EqSCM 10 harboured a 130 kb duplication of NLRP7, NLRP2, GP6 and RDH13 at 19q13.42. One similar DGV duplication has been seen in this area (nsv106204782), but otherwise duplicated CNVs are generally much smaller and rare. NLRP2 and NLRP7 are genes that encode members of the NACHT, leucine rich repeat, and PYD containing (NLRP) protein family. These proteins are implicated in the activation of pro-inflammatory caspases. Recessive mutations in NLRP2/7 in humans are associated with reproductive disorders92. Another gene in this duplicated cluster associated with disease is GP6, a platelet membrane glycoprotein, involved in collagen-induced platelet aggregation and thrombus formation, which is expressed at high levels in heart, kidney and whole blood83. A GP6 SNP (c.13254TC) has been implicated in recurrent cardiovascular events and mortality93. Another study involving this SNP94, found that hormone replacement therapy (HT) reduced the hazard ratio (HR) of CHD events in patients with the GP6 13254TT genotype by 17% but increased the HR in patients with the TC + CC genotypes by 35% (adjusted interaction P < 0.001). The authors found that in postmenopausal women with established CHD, the GP6 polymorphism, and another in GP1B, were predictors of CHD events and significantly modified the effects of HT on CHD risk94.
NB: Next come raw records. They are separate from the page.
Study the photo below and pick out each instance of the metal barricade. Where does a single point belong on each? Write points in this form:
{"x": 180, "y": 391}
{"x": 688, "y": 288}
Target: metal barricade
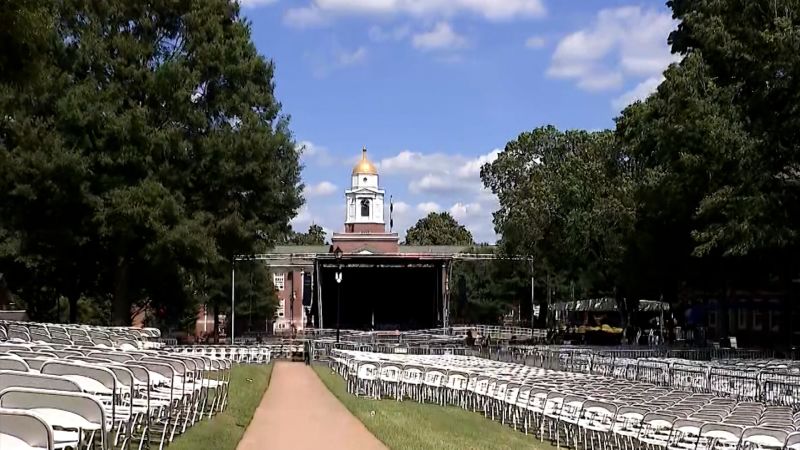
{"x": 781, "y": 387}
{"x": 653, "y": 372}
{"x": 742, "y": 384}
{"x": 603, "y": 365}
{"x": 689, "y": 377}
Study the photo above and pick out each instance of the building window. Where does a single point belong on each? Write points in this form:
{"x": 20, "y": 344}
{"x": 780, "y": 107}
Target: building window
{"x": 758, "y": 319}
{"x": 279, "y": 281}
{"x": 775, "y": 321}
{"x": 742, "y": 317}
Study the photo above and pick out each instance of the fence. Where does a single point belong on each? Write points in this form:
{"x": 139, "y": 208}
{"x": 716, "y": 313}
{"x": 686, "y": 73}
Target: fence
{"x": 726, "y": 372}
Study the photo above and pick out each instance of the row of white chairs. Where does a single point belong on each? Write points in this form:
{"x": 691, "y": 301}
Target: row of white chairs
{"x": 770, "y": 381}
{"x": 90, "y": 397}
{"x": 575, "y": 409}
{"x": 236, "y": 354}
{"x": 70, "y": 334}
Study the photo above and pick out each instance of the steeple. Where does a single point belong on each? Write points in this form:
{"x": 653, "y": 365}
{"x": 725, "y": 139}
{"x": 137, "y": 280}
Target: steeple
{"x": 365, "y": 166}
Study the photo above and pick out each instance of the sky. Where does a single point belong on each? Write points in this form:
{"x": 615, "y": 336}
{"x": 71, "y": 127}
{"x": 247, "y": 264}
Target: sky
{"x": 436, "y": 88}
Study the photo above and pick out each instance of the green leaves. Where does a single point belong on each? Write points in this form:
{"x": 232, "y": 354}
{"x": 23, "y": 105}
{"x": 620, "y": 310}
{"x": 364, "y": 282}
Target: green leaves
{"x": 565, "y": 199}
{"x": 148, "y": 150}
{"x": 438, "y": 229}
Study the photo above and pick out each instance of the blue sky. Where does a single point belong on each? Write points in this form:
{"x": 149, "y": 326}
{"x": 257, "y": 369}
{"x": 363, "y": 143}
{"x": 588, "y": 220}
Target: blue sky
{"x": 435, "y": 88}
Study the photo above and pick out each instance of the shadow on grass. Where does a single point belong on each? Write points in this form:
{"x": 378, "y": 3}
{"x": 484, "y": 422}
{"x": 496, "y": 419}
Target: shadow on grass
{"x": 410, "y": 425}
{"x": 225, "y": 430}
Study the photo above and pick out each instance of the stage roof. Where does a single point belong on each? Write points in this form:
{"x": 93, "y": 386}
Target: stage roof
{"x": 403, "y": 249}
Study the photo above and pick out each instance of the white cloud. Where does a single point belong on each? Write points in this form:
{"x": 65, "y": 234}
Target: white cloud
{"x": 472, "y": 168}
{"x": 335, "y": 59}
{"x": 321, "y": 189}
{"x": 434, "y": 182}
{"x": 441, "y": 37}
{"x": 401, "y": 208}
{"x": 640, "y": 92}
{"x": 311, "y": 153}
{"x": 409, "y": 162}
{"x": 461, "y": 211}
{"x": 602, "y": 82}
{"x": 626, "y": 43}
{"x": 428, "y": 207}
{"x": 438, "y": 173}
{"x": 348, "y": 58}
{"x": 318, "y": 12}
{"x": 304, "y": 18}
{"x": 379, "y": 34}
{"x": 535, "y": 42}
{"x": 255, "y": 3}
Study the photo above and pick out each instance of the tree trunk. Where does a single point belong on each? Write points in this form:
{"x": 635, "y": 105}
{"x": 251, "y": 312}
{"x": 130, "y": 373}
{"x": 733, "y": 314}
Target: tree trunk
{"x": 73, "y": 308}
{"x": 216, "y": 324}
{"x": 122, "y": 304}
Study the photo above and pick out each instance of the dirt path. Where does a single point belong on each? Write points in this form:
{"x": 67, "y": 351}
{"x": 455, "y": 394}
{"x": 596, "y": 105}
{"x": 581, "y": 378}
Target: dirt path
{"x": 298, "y": 412}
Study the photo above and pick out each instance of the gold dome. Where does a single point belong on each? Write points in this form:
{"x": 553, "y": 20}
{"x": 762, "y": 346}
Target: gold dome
{"x": 365, "y": 166}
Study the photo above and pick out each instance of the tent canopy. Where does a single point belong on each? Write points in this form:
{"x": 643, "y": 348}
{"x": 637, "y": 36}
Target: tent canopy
{"x": 596, "y": 305}
{"x": 653, "y": 305}
{"x": 607, "y": 304}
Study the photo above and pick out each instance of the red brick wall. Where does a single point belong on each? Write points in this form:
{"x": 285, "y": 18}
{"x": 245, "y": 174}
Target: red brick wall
{"x": 293, "y": 283}
{"x": 389, "y": 245}
{"x": 372, "y": 228}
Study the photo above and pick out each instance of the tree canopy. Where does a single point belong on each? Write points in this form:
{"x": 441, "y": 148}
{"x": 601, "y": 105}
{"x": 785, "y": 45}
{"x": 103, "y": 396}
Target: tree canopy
{"x": 694, "y": 190}
{"x": 144, "y": 151}
{"x": 314, "y": 236}
{"x": 438, "y": 229}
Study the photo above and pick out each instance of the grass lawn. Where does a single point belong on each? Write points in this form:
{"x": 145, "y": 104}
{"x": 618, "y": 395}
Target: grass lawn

Duplication of PPL2, YPEL1 and MAPK1 on chromosome 22q11.21 (180 kb) observed in EqSCM 11, does not appear in the DGV catalogue of CNVs in healthy individuals, and the consequences of overexpression of these genes, miRNAs or regulatory sequences are unknown. One of the affected genes, MAPK1 (previously named ERK or ERK2), may constitute a link to another kinase intracellular signalling pathway – the RAF-MEK-ERK kinase cascade, which in mice and human has an established role in the induction of cardiac tissue hypertrophy95. Although not the kind of left ventricular enlargement seen in SCM, subtle copy number variation at MAPK1 may influence signalling through this pathway. Another duplication in EqSCM 11 involving the 3’ half of TSPAN7, a member of the tetraspanin protein superfamily (Xp11.4) was noted as rare, and a similar (though larger) duplication was recently observed in a patient with Rolandic epilepsy96.

An agenic duplication 50 kb upstream from NRG3 (10q23.1) was seen in case EqSCM 15. This CNV could conceivably disrupt upstream regulatory regions of NRG3, which encodes an important ligand for the transmembrane tyrosine kinase receptor ERBB4. NRG3 has been shown to activate tyrosine phosphorylation of its cognate receptor, ERBB4, and is thought to influence neuroblast proliferation, migration and differentiation by signalling through ERBB4. NRG3 is a strong candidate gene for schizophrenia, and neuregulin molecules and their receptors are involved in rat cardiac development and maintenance97.

Finally, the two rare deletions observed on chromosome 13 (13q21.33 and 13q33.1) in case EqSCM 17, fall into largely uncharacterised areas of the genome. The first is agenic, although there is a prediction of a spliced EST in the NCBI database, and the second occurs as two 50 kb blocks within the ITGBL1 gene. ITGBL1 is most strongly expressed in aorta98,99.

Discussion

Monogenic and polygenic models of risk

The Christchurch earthquakes repeatedly exposed the entire population of the city, approximately 350,000 people, to major stress and life disruption. Almost all patients presenting with EqSCM were post-menopausal females, consistent with other reports26. We set out to explore three categories of genetic contributions to SCM predisposition, using WES to explore Mendelian models of risk, Cardio-MetaboChip analysis to test for polygenic risk factors, and aCGH analysis to evaluate the role of genomic structural variants.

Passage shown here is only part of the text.